The first time I came to New York to visit the man who is now my husband, I was 20 and a senior in college. 


I walked into the lobby of the building and was greeted by a bearded man in a janitor uniform. Greeted is probably too strong a word for our exchange at that moment thirty years ago. But that was the first time that I stepped foot into what is now my home and the first time I met Sixto.


Sixto was one of the doormen in our building. Sixto didn’t talk a whole lot.  He kept his face formal and closed for the most part.


When my older son was two for some reason he developed a crush on Sixto in the inexplicable way that two year olds fall hard in love with someone or something.

One of my kids had a friend who at that stage fell in love with the letter W. I remember having a crush on dump trucks.  My son had a crush on Sixto.


Each time we would leave the building he would yell out his name. Think of a teeny bopper calling out, “Elvis!” to get a sense of what that moment of crush was like, and then he would grab Sixto around the knees and give him a big hug.


Sixto’s public formal face cracked under the weight of two year old love. From then on Sixto used to give me a big grin when he opened the door for us.  My husband still got the formal face.



When we were sitting Shiva for my mother in law several of our visitors told us that Sixto  told them how fond he was of my husband, what a nice man he thought my husband was. We had no idea that Sixto felt that way about my husband.

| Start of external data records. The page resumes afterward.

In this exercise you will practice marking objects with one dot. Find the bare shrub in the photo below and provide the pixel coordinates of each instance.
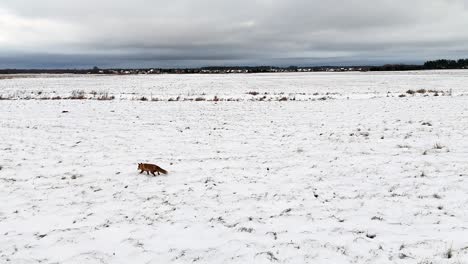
(104, 96)
(421, 91)
(438, 146)
(77, 95)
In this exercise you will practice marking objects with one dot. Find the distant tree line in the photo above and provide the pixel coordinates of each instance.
(447, 64)
(428, 65)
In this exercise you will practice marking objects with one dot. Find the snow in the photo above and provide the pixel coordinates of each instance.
(356, 180)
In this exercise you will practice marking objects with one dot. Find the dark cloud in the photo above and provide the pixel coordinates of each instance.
(205, 32)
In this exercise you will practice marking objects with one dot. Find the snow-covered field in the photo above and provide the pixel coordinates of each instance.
(360, 176)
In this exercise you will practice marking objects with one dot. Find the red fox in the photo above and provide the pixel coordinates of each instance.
(150, 168)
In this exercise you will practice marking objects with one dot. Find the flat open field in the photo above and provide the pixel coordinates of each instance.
(263, 168)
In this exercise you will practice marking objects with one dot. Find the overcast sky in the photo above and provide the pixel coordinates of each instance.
(178, 33)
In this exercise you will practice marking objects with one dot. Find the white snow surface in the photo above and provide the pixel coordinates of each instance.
(362, 177)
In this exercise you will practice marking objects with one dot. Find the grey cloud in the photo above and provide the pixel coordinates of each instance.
(230, 32)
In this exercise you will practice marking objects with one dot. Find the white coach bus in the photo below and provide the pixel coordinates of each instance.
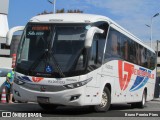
(82, 60)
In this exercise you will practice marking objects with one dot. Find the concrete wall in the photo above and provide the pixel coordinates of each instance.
(4, 4)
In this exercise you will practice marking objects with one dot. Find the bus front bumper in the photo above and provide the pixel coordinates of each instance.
(73, 97)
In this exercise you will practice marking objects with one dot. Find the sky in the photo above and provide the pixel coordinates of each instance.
(130, 14)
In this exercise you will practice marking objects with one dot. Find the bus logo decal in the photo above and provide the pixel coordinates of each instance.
(37, 79)
(24, 78)
(125, 74)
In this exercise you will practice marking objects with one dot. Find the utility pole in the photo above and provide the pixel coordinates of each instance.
(54, 5)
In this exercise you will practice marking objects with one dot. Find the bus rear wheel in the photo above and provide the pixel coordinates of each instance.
(142, 103)
(105, 102)
(48, 107)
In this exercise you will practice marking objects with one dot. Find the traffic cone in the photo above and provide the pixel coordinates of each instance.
(3, 97)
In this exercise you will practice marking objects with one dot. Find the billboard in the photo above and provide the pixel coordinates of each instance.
(4, 4)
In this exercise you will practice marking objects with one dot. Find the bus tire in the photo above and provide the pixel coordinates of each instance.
(48, 107)
(142, 103)
(105, 102)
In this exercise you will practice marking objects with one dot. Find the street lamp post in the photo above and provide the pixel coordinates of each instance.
(151, 28)
(54, 5)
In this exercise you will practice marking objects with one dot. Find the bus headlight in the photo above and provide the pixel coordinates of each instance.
(78, 84)
(19, 82)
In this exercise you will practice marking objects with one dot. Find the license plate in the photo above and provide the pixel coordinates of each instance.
(42, 99)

Sixto began working in our building when he was 16, as a porter. At some point he was promoted to the job of doorman. At first the job was still partially janitorial. As our neighborhood gentrified so did the job of doorman. Son after the building went coop the building staff got traditional doorman uniforms complete with braid and peaked hats.

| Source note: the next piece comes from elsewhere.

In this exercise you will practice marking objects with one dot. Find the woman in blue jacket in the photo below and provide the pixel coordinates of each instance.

Sixto’s brother worked here until a few years ago when he became too ill to work. His son has been on staff for the last ten years or so.



What I didn’t understand when I first walked into the building thirty years ago is that the staff, particularly if they are long time workers in the building slowly become part of your family. A doorman may be the person who sees your kids doing something stupid on the street and tell them to stop. A doorman will know how your life has changed over the decades . A doorman watches over you in ways subtle and not so subtle.


Nine months ago Sixto was diagnosed with pancreatic cancer.  Last weekend he went home to Puerto Rico  for a long planned last trip home with his family. Sunday he died surrounded by his family .


I took this photo when my son was in Israel. For his birthday I asked  people to pose with the birthday sign and I emailed all of the photos to my son.  When I asked Sixto to pose first he told me how fond he was of my son. He talked about how close he feels to all of the kids in the building, how he treasures watching them grow up, how he feels that all of the kids are in some part his own children.


I had no idea that there was so much emotion behind Sixto’s formal face. Tomorrow we bury Sixto.


  1. Oh Sarah, I am so sorry for your family's, his family's, and the neighborhood's loss!

  2. Ah Sarah - what a nice story and I'm so glad that Sixto was able to be with his family at the last.
    Martha Ann

  3. Oh Sarah, I'm so sorry for your loss. What a touching tribute to this man who was so much a part of your lives.

  4. this is a beautiful post Thank you.